Elliot Glazer comments on Don’t over-update on FrontierMath results

Elliot Glazer 13 Mar 2025 18:26 UTC
2 points
1
Yes, the privacy constraints make the implications of these improvements less legible to the public. We have multiple plans for how to disseminate info within this constraint, such as publishing author survey comments regarding the reasoning traces and our competition at the end of the month to establish a sort of human baseline.
Still, I don’t know that the privacy of FrontierMath is worth all the roundabout efforts we must engage in to explain it. For future projects, I would be interested in other approaches to balancing preventing models from training on public discussion of problems vs being able to clearly show the world what the models are tackling. Maybe it would be feasible to do IMO-style releases? “Here’s 30 new problems we collected this month. We will immediately test all the models and then make the problems public.”

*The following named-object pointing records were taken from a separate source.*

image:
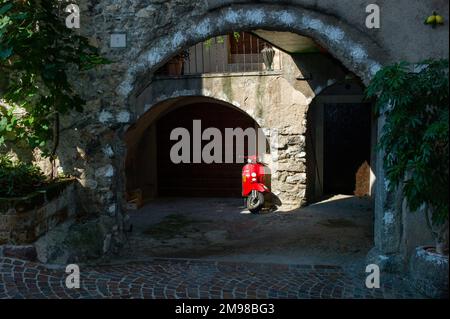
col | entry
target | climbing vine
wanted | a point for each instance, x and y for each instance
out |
(414, 99)
(37, 51)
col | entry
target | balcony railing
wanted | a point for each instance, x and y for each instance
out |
(234, 53)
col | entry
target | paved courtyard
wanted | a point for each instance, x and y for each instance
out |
(336, 231)
(173, 279)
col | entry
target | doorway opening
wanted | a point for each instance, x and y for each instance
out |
(339, 143)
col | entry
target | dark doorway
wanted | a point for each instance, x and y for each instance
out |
(198, 179)
(347, 137)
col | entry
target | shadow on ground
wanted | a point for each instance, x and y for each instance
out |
(337, 231)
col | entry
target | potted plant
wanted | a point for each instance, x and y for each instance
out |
(414, 100)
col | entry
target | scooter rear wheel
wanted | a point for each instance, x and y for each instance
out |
(255, 202)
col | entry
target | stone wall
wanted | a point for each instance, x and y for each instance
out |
(21, 227)
(92, 146)
(278, 101)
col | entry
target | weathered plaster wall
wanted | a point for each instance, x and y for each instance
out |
(277, 101)
(92, 147)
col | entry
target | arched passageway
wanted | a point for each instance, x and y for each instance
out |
(340, 142)
(151, 167)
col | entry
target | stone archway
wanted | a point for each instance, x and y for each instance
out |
(356, 50)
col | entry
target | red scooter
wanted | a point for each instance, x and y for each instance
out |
(254, 183)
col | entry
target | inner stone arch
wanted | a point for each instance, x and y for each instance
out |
(148, 169)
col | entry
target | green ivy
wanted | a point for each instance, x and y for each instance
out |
(414, 99)
(19, 179)
(36, 52)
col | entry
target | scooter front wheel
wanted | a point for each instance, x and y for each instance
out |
(255, 202)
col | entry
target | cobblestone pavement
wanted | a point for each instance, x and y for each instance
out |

- David Matolcsi 15 Mar 2025 9:53 UTC
  5 points
  0
  Parent
  I like the idea of IMO-style releases, always collecting new problems, testing the AIs on them, then releasing to the public. What do you think, how important it is to only have problems with numerical solutions? If you can test the AIs on problems with proofs, then there are already many competitions that regularly release high-quality problems. (I’m shilling KöMaL again as one that’s especially close to my heart, but there are many good monthly competitions around the world.) I think if we instruct the AI to present its solution in one page at the end, then it’s not that hard to get an experience competition grader to read the solution and give it scores according to the normal competitions scores, so the result won’t be much less objective than if it was only numerical solutions. If you want to stick to problems with numerical solutions, I’m worried that you will have a hard time regularly assembling high-quality numerical problems again and again, and even if the problems are released publicly, people will have a harder time evaluating them than if they actually came from a competition where we can compare to the natural human baseline of the competing students.